Toutefois, les co-auteurs du projet français, encouragés par des critiques déchaînées de Damas, n'ont pu faire preuve de sagesse politique. A des négociations orientées vers des résultats positifs concrets, ils ont préféré la langue de l'ultimatum, une forte opération de communication, l'exploitation de la problématique humanitaire dans des buts politiques, éloignés des intérêts réels du peuple de Syrie, et également des autres peuples de la région. Il est significatif que notre refus de partager une telle ligne soit partagé par toute une série de membres du Conseil de sécurité.
 
L'échec de la tentative d'abus de l'autorité du Conseil de sécurité montre l'obsession des initiateurs de la résolution française pour l'idée d'un changement inconstitutionnel du régime en Syrie par l'implication des ressources de l'internationale terroriste, largement alimentée depuis l'étranger.
 
Il est parfaitement connu que la Russie n'est pas intervenue dans le conflit syrien pendant les quatre années durant lesquelles les gouvernements occidentaux ont alimenté les groupes armés terroristes et elle n'est entrée en Syrie sur demande de son gouvernement légitime que lorsqu'il y a eut un réel risque pour Damas d'être pris par les terroristes. Il était inadmissible que la Syrie encoure le même sort que l'Irak ou la Libye, avec le renversement desquels a commencé la destabilisation du Moyen Orient, engendrant et l'état islamique et de nouvelles réincarnations d'"Al Qaïda" comme "Nusra". Il est regrettable que certains de nos partenaires ne tirent pas les leçons de l'histoire.
 
En regrettant profondément le préjudice qui a été porté aux efforts pour la régulation du conflit syrien par les tenants de l'intensification de la confrontation, la Russie reste fidèle à sa position de la recherche d'une solution politique à long terme du conflit syrien. Nous sommes prêts à un travail collectif constructif dans l'intérêt de l'exécution volontaire des engagements déjà pris et à la discussion concernant des pas supplémentaires, qui permettraient aux syriens eux-mêmes, par le dialogue de tous les groupes politiques et confessionnels, de déterminer l'avenir de leur pays sans intervention étrangère.
 
Peut-être J.-M. Ayrault aurait pu nous épargner cette humiliation? La France directement montrée comme un simple porte-parole qui n'a plus sa voix, mais une sorte de marionnette que l'on fait parler avec d'autres mots, d'autres idées, défendants d'autres intérêts.

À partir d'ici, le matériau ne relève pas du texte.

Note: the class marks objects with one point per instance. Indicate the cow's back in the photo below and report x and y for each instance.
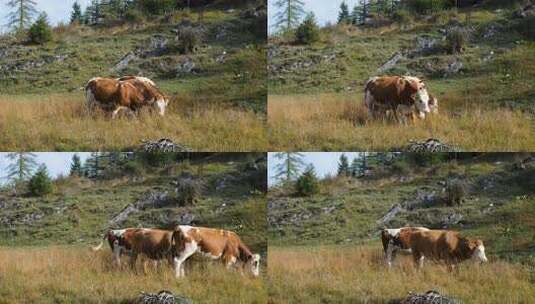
(154, 243)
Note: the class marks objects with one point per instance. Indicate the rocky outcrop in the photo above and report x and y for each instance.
(151, 199)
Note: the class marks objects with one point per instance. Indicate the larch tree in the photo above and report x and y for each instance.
(21, 167)
(21, 17)
(289, 167)
(289, 14)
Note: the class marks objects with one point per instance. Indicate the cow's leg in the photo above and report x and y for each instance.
(117, 254)
(189, 249)
(389, 252)
(117, 110)
(133, 259)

Un texte rédigé "sous incitation de Washington", les "co-auteurs" de la résolution française, etc. Bref, un pays qui n'a plus de voix. Belle victoire diplomatique de la France. Sur le fond, ce projet de résolution ne mérite même pas la peine d'en parler. Le pouvoir français a manifestement trop bien pris l'habitude de laisser passer l'ennemi, de ne pas se battre, de baisser les armes et de s'en remettre à d'autres. Faut-il donc remettre les syriens à Al Nusra?